Overnight, the hackers posted a document in which they attacked "rotten and corrupt politics" in Brazil, and said they wanted to change the country. They labeled this week's action as #OpWeeksPayment, which was the trending topic on Twitter in São Paulo, according to the Trendsmap website.
The hackers characterized themselves as pirates and displayed a flag with a skull and crossbones on their Facebook page. Their comments are often phrased in naval terminology.
"Today is a good day, the wind is in our favor and we're sailing toward our next target," the group had said early Tuesday morning, before the attack on Bradesco's website.
Itaú, Brazil's second-biggest bank, behind state-owned Banco do Brasil SA, had said its websites had been unavailable at times Monday and service was quickly restored. It didn't say what damage had been done.
The hacker group had warned of attacks this week, and had hinted it might be attacking banks. "Have you paid your bills? Are you going to leave it to the last minute? The most-waited-for week of the month is approaching! Where do you plan to spend your $$$?" the group said Sunday evening.

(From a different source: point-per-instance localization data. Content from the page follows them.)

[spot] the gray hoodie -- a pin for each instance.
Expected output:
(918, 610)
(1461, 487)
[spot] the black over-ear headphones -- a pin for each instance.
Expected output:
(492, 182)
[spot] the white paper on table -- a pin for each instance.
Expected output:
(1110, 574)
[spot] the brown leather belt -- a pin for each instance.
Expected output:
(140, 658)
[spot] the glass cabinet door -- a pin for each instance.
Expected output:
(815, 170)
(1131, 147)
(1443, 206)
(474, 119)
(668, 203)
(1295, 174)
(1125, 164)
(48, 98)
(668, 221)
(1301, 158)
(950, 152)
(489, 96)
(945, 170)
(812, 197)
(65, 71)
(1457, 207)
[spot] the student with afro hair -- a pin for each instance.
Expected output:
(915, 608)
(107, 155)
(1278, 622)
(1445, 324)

Marcial Portela, president of Banco Santander (Brasil) SA, on Tuesday said there were warnings a week ago. "We had information from our technology area about a week ago that these attacks could happen and we're vigilant," Portela said. So far, Santander hadn't been targeted, he said.
The Brazilian Federation of Banks said it has been calling for a law to criminalize "electronic attacks and fraud."
"The approval of a law on this issue, which has been under discussion in the National Congress for several years, would help in fighting this type of conduct," it added.
As it sought to distance itself, the Plano Anonymous Brasil group said it wouldn't attack websites to hurt individuals. The group had joined with LulzSec to hit government websites in June last year, including the website of Brazil President Dilma Rousseff as well as that of state oil company Petroleo Brasileiro SA.
Anonymous has been active elsewhere in Latin America. Last year, the group hacked into the Facebook page of Colombian President Juan Manuel Santos, also targeting the website of Ecuador's president and other government pages to protest what they called Rafael Correa's "radical positions" against freedom of expression.
—Rogerio Jelmayer in São Paulo, Mercedes Alvaro in Quito, Ecuador, and Dan Molinski in Bogotá, Colombia, contributed to this article.